As for the solar panels, many of the places we dry camp are so wooded, I'm not too sure if solar would work very well for us.
I'm looking at purchasing a couple of group 31, AGM, deep cycle batteries and a new inverter for our AF 1150. We enjoy dry camping but always rely on a generator for making our morning coffee and for my wife to blow dry and curl her hair. So, what direction should I take as far as the correct batteries and inverter? My local CarQuest dealer has 31 group AGM, deep cell batteries for $248.99 each. They said the manufacturer for the batteriy is East Penn. Thanks for your help!
I wonder if it makes sense to pull it out, fix it, and sell it to recoup some of your cost for the Honda? Seems like people are asking $1000-2000 for working ones. Don't know what they actually get, but a low-hour one that works should be worth around 60% of the new cost.g
That is precisely my plan. Once I repair whatever is the problem and with only 14 hours on the Owen, I'm thinking I should get back more than what I pay for the Honda.
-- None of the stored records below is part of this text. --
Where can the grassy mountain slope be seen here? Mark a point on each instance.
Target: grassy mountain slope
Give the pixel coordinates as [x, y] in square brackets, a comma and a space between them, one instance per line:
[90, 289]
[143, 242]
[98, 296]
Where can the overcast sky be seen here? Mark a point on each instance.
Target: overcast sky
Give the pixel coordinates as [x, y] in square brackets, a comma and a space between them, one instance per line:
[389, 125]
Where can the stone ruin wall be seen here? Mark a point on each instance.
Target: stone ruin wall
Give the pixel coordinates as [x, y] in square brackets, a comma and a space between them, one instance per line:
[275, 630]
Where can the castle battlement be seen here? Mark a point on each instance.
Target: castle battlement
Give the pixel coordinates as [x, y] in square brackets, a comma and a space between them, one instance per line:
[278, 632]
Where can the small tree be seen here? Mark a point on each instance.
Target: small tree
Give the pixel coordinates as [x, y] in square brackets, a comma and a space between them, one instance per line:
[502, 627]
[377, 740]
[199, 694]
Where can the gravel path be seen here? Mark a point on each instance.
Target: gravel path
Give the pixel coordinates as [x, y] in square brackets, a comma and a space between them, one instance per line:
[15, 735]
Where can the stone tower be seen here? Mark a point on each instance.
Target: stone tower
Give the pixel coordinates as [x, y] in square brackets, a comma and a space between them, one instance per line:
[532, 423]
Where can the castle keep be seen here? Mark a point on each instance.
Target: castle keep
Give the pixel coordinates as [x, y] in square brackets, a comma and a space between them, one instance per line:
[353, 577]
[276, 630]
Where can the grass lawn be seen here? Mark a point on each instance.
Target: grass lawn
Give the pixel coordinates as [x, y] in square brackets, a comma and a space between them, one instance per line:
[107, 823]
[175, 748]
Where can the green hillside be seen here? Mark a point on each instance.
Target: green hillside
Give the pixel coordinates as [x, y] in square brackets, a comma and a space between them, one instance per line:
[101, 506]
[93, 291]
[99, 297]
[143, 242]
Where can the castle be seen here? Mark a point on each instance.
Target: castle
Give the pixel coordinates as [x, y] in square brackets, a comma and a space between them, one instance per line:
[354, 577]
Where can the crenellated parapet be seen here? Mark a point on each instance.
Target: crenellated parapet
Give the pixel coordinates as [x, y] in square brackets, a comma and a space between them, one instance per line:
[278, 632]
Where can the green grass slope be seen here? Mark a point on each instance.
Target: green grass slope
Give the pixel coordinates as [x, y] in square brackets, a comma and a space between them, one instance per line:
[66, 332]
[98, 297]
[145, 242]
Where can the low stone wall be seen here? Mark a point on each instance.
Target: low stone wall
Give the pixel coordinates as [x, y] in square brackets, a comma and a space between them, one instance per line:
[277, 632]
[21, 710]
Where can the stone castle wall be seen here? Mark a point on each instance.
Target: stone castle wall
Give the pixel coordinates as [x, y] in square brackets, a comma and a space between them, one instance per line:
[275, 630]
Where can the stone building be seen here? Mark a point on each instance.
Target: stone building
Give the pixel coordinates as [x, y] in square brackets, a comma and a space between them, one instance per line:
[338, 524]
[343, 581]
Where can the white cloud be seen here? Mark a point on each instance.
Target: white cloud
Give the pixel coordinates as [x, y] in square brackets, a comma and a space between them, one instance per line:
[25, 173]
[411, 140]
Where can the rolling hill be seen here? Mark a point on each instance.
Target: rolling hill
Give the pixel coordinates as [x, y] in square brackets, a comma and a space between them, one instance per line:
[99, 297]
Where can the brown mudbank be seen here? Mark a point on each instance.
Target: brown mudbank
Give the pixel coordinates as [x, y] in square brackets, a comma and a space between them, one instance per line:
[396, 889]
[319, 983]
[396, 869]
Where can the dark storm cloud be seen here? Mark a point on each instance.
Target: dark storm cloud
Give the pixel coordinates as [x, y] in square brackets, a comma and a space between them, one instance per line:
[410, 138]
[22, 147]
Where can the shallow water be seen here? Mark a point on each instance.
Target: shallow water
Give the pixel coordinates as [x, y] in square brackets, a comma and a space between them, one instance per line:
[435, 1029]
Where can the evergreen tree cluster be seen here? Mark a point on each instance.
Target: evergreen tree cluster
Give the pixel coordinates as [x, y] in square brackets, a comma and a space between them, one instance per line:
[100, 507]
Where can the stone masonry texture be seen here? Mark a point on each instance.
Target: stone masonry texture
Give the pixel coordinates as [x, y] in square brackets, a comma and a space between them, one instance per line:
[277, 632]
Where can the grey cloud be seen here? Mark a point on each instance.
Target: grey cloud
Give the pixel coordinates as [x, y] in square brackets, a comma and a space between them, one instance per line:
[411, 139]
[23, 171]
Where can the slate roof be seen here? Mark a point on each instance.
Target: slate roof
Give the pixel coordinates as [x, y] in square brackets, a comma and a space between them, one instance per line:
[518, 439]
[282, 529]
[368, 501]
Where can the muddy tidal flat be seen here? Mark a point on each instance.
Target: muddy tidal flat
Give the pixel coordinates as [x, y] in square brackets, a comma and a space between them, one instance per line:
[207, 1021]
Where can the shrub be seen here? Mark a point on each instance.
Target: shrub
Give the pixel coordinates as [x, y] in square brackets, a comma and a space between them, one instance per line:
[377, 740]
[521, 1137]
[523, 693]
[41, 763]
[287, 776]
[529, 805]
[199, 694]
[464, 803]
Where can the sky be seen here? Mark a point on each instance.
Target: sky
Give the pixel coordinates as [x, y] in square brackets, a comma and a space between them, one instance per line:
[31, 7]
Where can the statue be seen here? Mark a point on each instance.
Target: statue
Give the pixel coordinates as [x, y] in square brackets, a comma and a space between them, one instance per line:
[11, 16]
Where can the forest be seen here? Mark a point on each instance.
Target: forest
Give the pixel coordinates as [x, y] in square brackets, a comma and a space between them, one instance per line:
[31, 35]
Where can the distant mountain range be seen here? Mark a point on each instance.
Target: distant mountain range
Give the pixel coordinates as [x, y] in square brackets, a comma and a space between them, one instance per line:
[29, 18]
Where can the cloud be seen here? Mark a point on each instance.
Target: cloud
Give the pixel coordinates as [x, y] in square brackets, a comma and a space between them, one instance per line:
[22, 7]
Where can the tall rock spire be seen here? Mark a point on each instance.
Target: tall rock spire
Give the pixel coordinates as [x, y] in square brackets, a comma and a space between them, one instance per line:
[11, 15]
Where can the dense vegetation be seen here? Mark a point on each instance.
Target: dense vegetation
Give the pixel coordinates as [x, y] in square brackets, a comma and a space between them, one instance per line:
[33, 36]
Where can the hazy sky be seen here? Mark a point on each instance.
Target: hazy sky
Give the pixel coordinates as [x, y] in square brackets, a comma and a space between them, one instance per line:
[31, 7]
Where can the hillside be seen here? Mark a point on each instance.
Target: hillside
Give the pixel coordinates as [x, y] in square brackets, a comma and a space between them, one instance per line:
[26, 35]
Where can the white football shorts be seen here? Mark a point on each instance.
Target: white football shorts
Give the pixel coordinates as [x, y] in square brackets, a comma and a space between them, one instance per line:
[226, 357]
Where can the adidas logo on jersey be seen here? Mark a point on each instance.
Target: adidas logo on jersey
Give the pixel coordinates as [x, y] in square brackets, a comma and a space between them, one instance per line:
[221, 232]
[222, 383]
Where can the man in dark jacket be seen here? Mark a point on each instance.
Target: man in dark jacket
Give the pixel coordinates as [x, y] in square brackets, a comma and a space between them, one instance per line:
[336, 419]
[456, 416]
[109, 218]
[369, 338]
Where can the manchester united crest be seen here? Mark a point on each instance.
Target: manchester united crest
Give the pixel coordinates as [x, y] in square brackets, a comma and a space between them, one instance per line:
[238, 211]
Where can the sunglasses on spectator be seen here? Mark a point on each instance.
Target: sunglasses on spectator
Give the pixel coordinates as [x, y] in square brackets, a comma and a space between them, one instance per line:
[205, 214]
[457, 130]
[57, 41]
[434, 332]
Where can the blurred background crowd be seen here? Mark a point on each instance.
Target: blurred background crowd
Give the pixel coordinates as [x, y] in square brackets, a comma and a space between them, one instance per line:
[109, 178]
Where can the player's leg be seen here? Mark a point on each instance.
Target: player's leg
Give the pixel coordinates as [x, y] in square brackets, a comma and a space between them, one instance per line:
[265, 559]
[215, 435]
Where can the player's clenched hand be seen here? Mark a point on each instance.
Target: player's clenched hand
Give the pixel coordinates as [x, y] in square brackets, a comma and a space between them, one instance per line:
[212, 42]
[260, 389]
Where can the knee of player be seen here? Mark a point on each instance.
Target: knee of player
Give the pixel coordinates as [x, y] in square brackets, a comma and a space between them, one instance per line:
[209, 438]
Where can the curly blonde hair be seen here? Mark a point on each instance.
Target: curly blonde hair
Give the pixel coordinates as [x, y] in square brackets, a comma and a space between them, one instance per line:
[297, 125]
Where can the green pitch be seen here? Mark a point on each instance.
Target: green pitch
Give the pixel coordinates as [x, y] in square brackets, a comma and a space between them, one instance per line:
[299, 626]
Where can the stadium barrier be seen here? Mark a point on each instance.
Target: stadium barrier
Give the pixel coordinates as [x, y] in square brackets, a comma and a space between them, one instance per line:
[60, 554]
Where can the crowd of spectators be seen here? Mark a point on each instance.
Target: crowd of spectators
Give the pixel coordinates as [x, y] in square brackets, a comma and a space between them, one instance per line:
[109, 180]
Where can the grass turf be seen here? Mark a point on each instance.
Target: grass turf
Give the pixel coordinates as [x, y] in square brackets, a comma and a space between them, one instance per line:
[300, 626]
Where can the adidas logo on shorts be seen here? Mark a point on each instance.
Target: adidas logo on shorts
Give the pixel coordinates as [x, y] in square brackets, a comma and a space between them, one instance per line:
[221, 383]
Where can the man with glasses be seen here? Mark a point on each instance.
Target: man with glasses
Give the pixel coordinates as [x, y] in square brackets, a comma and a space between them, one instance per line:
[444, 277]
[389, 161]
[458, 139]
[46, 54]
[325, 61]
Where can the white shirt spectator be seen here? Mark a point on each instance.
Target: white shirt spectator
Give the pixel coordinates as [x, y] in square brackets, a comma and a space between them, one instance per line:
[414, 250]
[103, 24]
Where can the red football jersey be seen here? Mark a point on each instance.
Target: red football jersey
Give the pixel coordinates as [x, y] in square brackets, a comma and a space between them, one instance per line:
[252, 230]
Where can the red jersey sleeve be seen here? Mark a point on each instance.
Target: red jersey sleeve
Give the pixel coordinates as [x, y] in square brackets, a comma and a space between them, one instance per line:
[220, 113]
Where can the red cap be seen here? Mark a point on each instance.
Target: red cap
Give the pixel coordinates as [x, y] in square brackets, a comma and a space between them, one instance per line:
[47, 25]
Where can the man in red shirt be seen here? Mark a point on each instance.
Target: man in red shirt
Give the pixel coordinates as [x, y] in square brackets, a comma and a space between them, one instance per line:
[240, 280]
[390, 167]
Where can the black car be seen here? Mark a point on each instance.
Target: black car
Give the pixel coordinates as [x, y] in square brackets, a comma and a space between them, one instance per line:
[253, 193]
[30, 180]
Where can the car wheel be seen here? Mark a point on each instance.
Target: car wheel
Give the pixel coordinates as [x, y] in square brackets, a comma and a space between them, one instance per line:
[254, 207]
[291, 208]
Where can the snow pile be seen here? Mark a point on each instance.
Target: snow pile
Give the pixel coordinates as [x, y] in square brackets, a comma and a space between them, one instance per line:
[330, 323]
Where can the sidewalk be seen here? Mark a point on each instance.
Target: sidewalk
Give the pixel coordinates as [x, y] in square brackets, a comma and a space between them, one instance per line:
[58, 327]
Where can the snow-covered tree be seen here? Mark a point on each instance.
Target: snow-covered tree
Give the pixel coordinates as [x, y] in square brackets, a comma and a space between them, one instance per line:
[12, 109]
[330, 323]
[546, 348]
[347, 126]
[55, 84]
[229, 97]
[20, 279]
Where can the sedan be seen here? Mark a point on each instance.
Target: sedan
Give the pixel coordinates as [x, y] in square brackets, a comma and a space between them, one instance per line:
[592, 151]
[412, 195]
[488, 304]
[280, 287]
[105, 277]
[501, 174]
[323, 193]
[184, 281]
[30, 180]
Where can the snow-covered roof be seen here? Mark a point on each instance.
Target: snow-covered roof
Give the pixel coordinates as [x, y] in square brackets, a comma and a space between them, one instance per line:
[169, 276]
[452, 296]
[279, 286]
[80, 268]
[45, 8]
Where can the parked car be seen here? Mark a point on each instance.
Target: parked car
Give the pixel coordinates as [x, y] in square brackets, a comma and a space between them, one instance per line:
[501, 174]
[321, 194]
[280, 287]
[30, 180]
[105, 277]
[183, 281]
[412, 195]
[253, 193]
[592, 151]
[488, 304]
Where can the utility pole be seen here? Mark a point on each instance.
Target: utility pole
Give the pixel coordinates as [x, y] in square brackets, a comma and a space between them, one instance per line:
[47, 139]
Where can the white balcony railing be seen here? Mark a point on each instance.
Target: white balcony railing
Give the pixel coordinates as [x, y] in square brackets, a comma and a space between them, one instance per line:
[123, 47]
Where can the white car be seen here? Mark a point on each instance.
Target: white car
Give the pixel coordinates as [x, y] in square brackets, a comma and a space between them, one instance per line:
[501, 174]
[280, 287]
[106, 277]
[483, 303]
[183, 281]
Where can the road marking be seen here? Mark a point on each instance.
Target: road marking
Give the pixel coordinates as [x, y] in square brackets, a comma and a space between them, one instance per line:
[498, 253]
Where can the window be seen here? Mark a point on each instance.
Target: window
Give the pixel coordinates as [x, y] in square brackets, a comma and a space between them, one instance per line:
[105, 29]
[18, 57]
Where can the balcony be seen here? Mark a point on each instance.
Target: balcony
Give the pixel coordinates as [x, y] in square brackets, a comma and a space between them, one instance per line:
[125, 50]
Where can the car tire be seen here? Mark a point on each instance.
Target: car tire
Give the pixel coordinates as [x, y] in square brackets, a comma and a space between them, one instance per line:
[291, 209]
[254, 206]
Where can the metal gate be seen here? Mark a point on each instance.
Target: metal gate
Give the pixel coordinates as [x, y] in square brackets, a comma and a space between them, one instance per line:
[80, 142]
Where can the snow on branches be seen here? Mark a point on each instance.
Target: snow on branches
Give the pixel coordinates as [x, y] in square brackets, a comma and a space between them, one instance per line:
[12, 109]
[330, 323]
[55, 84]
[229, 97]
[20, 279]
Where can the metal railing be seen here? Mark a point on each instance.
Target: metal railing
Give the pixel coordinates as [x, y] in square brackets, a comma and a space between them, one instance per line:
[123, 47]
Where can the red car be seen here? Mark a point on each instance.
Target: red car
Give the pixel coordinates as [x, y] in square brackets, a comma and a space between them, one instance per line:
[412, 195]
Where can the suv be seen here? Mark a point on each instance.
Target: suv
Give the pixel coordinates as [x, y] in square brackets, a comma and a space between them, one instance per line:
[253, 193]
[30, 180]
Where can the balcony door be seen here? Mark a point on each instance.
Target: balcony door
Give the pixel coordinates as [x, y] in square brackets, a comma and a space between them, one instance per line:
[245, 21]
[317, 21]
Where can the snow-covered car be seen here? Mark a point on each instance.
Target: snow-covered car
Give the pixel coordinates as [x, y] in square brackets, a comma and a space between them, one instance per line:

At least that is what I hope.
I removed the Onan , converted the Honda to propane , modified the exhaust and installed in the generator compartment of my 1150. All the convenance of the Onan except the electric start
How did you modify the exhaust, was that a kit?. Does the Honda run just as quiet on LP? I saw where there are remote start kits for the Honda 2000
I can get through 4-5 days of AC on that.
Buzzcut, are you saying you can run your AC with the Honda?
Bedlam, we don't have a huge need for a generator but we do have some basic uses. Coffee in the morning, my wife's hair dryer, toaster, etc. We live in northern Michigan, so have not had a big need for AC, we will be spending part of the winter in Arizona this coming year but even then, I don't think the AC will be a big need.
But I would miss the convenience of just hitting a start button in the morning to start my coffee. And when on the road and doing Walmart or Rest stop, overnight camping, I would not be too excited about having to go outside to pull a generator out for just a little power.
So, how does one remove a generator from a TC?
It seems my Onan 2500 LP generator will be costly to repair, with much of the cost just to remove and reinstall it back into my AF 1150 camper. So, my concern is, if this is the case with just 14 hour on the generator, what can I expect as time goes on. So, I'm wondering if I might be better off with a portable gas generator, such as the Honda EU2000i. I've read a lot of positive reviews on the Honda and it will easily fit into the existing generator cavity. I realize I will now have to carry a supply of gas and I won't have the convenience of just hitting a button to start the generator but as it is right now, pushing a button doesn't work either.
So, my question is this, for those who camp with a generator, which do you prefer, or would prefer, a built in LP generator or portable generator? Thank you
Well, the frustration with my Onan 2500 generator continues. After posting questions and several searches regarding why my Onan 2500 generator was first operating poorly then not at all, I changed LP tanks. Now, when I hit the start switch, the generator starts immediately, but as soon as I release the remote switch, it shuts off. The same happens when I push and release the switch on the generator. But as long as I hold the remote or generator switch, the generator runs well and very smoothly. Someone asked if I had a light on the generator which would have to do with error codes, but I do not. If this helps, the light on the remote switch will not turn on. Any ideas?